Key Highlights
- Bernstein’s Stacy Rasgon indicated AI chip demand “shows no signs of slowing,” fueling ASML’s 5.1% gain
- Though Rasgon didn’t explicitly mention ASML, market participants quickly made the semiconductor supply chain connection
- Bank of America reaffirmed its Buy rating with a €1,598 price target following investor meetings across Asia
- BofA identifies ASML as a “prime beneficiary” from expanding EUV technology adoption and increased memory sector capital expenditures
- BofA’s €52 billion revenue projection for 2028 may prove cautious; the firm anticipates a capital markets day announcement this year
Shares of ASML Holding surged more than 5% during Monday’s trading session following dual positive analyst reports that renewed investor attention on the semiconductor equipment manufacturer.
The rally began with research commentary from Stacy Rasgon, an analyst at Bernstein. While Rasgon’s note didn’t explicitly reference ASML, market participants quickly connected the implications.
Rasgon’s analysis centered on the wider AI semiconductor sector, maintaining that demand “currently shows no signs of slowing” even as AI-focused equities have experienced selling pressure throughout the year.
He highlighted Broadcom (AVGO) as particularly promising, projecting the company could potentially quadruple its 2025 earnings to exceed $20 per share. Nvidia (NVDA) could see earnings expand from below $5 in the previous year to $12 or higher by 2027. At the time of this writing, ASML shares were changing hands near $1,369, representing approximately a 3.9% intraday increase.
The Supply Chain Link Between ASML and AI Chip Leaders
The connection works through several stages: increased AI semiconductor demand translates to higher revenue for chip design companies such as Nvidia and Broadcom. This demand cascades to semiconductor foundries like TSMC, which must expand manufacturing capabilities. Capacity expansion requires purchasing additional equipment — specifically, ASML’s advanced lithography systems.

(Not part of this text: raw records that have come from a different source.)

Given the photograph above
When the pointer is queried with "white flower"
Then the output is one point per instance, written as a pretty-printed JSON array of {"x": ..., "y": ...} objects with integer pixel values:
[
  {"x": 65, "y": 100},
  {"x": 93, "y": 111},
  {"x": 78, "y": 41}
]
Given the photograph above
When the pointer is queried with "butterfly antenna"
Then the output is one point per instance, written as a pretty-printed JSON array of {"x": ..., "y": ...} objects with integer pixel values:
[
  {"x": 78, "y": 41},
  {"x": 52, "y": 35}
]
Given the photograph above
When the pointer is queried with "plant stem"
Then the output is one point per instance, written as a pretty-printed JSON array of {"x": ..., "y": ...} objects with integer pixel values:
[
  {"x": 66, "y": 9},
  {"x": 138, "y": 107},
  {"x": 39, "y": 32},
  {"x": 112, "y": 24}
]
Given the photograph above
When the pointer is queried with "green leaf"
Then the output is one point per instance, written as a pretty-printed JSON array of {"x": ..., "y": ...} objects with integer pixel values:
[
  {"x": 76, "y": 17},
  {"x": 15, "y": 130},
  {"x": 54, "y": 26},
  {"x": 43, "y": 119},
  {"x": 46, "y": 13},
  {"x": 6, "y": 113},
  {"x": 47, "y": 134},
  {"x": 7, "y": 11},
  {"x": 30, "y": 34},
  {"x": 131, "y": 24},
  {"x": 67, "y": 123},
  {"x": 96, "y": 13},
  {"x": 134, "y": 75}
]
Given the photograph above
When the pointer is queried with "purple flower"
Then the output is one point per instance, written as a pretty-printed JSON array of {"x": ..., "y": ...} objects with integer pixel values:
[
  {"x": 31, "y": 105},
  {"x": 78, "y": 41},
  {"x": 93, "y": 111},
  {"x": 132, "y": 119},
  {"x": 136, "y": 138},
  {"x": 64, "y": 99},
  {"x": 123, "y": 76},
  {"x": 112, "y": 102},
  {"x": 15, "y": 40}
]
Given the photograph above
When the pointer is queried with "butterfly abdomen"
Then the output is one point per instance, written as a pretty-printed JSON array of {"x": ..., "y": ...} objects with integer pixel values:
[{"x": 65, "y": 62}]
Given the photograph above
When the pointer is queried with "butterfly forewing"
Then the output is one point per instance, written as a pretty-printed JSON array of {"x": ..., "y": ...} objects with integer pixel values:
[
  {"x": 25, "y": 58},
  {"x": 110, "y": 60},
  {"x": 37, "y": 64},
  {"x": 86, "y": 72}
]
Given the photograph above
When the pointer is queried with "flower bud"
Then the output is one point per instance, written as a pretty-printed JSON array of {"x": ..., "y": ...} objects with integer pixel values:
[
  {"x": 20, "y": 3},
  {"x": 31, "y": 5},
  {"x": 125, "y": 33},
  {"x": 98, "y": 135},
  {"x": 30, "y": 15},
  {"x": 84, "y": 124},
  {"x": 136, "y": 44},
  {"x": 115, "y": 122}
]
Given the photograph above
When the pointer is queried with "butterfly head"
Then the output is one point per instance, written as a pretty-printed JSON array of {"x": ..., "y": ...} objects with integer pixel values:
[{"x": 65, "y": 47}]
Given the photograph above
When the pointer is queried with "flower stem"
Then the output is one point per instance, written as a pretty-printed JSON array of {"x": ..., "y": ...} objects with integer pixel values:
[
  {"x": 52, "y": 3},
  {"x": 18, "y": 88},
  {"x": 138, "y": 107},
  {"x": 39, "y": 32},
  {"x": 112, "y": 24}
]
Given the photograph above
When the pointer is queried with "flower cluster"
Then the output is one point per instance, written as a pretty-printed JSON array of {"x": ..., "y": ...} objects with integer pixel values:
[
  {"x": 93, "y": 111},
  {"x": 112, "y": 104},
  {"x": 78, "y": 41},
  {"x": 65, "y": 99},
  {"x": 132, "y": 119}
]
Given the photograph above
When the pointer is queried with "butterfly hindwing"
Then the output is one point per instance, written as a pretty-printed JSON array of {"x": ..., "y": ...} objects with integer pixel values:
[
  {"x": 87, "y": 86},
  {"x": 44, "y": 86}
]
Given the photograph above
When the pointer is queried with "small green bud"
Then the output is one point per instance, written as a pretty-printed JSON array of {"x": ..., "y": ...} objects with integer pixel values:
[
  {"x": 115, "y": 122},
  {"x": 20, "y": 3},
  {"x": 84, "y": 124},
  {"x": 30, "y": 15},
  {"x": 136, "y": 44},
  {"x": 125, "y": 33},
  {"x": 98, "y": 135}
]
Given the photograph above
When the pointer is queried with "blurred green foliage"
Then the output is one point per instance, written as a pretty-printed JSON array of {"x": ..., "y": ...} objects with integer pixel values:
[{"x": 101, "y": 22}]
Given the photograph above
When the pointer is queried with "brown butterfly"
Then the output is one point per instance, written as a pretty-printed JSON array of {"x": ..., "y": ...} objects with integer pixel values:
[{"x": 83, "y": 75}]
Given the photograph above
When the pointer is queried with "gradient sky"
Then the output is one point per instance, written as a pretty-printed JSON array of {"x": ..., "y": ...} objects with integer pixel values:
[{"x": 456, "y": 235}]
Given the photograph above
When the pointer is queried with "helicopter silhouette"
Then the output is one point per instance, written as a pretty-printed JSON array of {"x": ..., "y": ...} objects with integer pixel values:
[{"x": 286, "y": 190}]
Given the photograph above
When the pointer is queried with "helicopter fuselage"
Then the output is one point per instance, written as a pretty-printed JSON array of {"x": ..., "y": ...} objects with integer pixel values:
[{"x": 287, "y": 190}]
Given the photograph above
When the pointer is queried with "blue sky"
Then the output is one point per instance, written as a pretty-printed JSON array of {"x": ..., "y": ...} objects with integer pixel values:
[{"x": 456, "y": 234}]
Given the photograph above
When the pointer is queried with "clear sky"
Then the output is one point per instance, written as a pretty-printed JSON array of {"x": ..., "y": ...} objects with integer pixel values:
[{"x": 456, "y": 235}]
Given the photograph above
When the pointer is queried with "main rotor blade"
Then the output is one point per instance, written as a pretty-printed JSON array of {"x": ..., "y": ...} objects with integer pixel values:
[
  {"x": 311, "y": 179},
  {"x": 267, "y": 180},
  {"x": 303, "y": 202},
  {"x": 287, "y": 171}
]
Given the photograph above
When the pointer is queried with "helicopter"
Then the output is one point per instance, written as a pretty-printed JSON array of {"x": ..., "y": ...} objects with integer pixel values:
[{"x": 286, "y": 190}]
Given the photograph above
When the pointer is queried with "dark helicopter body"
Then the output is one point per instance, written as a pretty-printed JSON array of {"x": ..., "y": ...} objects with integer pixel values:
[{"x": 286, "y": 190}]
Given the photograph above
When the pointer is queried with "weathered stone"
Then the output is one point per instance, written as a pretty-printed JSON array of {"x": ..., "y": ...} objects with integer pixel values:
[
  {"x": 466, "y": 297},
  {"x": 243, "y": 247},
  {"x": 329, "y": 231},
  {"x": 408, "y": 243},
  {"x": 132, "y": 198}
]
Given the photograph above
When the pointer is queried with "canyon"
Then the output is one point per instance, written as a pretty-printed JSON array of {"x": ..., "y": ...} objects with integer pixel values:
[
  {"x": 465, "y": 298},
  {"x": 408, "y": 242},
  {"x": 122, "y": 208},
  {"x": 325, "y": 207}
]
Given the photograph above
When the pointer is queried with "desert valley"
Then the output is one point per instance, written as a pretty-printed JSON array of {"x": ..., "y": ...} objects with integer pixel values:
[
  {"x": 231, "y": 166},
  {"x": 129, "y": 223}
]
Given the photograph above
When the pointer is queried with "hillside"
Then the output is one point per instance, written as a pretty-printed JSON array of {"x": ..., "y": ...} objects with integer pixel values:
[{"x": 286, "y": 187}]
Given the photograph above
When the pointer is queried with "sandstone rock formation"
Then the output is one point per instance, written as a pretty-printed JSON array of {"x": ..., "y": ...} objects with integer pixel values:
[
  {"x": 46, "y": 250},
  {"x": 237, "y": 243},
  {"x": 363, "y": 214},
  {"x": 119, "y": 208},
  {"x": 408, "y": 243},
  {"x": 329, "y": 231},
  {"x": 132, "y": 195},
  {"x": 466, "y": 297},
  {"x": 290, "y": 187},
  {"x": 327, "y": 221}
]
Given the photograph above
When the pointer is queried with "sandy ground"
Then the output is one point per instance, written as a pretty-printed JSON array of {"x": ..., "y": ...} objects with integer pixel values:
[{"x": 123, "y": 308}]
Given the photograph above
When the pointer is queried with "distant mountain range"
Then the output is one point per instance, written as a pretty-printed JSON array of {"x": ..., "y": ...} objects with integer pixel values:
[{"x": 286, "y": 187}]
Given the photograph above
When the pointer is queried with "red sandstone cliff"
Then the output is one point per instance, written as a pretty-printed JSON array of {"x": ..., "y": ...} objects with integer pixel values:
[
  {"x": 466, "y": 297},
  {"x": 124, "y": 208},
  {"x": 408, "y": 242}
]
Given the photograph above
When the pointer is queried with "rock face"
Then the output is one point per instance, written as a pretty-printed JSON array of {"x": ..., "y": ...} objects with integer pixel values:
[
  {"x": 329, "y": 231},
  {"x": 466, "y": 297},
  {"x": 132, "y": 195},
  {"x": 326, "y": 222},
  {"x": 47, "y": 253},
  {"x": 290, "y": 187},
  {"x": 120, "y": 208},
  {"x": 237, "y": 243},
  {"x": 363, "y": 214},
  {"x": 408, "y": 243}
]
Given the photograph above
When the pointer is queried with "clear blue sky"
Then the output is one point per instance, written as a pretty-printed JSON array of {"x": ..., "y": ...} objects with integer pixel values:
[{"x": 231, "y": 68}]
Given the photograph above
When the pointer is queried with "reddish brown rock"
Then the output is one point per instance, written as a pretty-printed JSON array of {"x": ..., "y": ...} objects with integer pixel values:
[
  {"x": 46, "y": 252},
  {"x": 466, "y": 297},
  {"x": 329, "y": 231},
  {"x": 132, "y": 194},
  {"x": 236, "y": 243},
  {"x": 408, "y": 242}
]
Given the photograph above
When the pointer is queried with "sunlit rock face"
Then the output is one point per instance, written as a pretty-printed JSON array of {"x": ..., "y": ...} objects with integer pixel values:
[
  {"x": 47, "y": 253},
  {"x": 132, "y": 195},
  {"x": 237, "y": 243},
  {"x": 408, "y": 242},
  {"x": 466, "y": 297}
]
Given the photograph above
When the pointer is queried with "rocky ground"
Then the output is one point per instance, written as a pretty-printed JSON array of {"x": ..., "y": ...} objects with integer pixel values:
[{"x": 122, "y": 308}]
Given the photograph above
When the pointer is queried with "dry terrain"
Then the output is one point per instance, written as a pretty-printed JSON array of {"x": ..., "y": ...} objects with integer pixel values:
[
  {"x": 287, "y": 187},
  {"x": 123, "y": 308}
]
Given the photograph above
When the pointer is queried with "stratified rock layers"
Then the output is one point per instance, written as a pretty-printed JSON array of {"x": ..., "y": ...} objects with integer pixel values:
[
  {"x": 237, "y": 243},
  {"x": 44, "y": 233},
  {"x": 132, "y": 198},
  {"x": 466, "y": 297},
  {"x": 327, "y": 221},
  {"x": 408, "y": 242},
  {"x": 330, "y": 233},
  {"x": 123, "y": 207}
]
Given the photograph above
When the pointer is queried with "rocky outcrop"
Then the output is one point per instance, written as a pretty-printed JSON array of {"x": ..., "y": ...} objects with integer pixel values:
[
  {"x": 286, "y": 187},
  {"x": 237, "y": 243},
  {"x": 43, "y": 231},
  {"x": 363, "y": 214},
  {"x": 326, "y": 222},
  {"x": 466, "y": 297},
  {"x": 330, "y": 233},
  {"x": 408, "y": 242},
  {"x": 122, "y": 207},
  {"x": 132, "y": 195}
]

Rasgon additionally pointed to persistent supply constraints stemming from inadequate chip manufacturing capacity. This environment strongly supports sustained demand for ASML’s specialized lithography technology.
While ASML’s current valuation stands at 46.5 times trailing twelve-month earnings, Wall Street analysts project 19% compound annual earnings growth over the coming five years. If Rasgon’s AI demand forecast proves accurate, this growth trajectory could support the current premium valuation.
Bank of America Projects Strong Growth Through 2027 and Into Next Decade
In a separate research report, Bank of America analyst Didier Scemama shared findings from recent investor meetings throughout the Asian region.
His primary conclusion: the memory chip cycle “likely to remain strong through at least 1H27E.” This outlook supports ASML’s order pipeline extending well into the coming year.
BofA outlined three major growth drivers. First, high-NA EUV technology adoption is projected for 2028, led by TSMC and SK Hynix. Equipment availability reached 80% at 2025’s conclusion and is expected to hit 90% by the end of 2026. Scemama’s model forecasts 15 high-NA system deliveries in 2028.
Second, low-NA EUV manufacturing capacity is anticipated to reach maximum levels by Q4 2027, with 22 tool shipments projected for that year. BofA believes ASML may announce expanded EUV production capacity during 2026.
Third, BofA anticipates ASML will conduct a capital markets day presentation later this year and believes the company may elevate its 2030 revenue guidance to a range between €53.7 billion and €65.4 billion.
Bank of America currently projects €52 billion in 2028 revenue and characterizes this forecast as “increasingly conservative” relative to broader analyst consensus.
BofA maintained its Buy recommendation and left its price objective unchanged at €1,598, designating ASML as its preferred stock within the semiconductor equipment sector.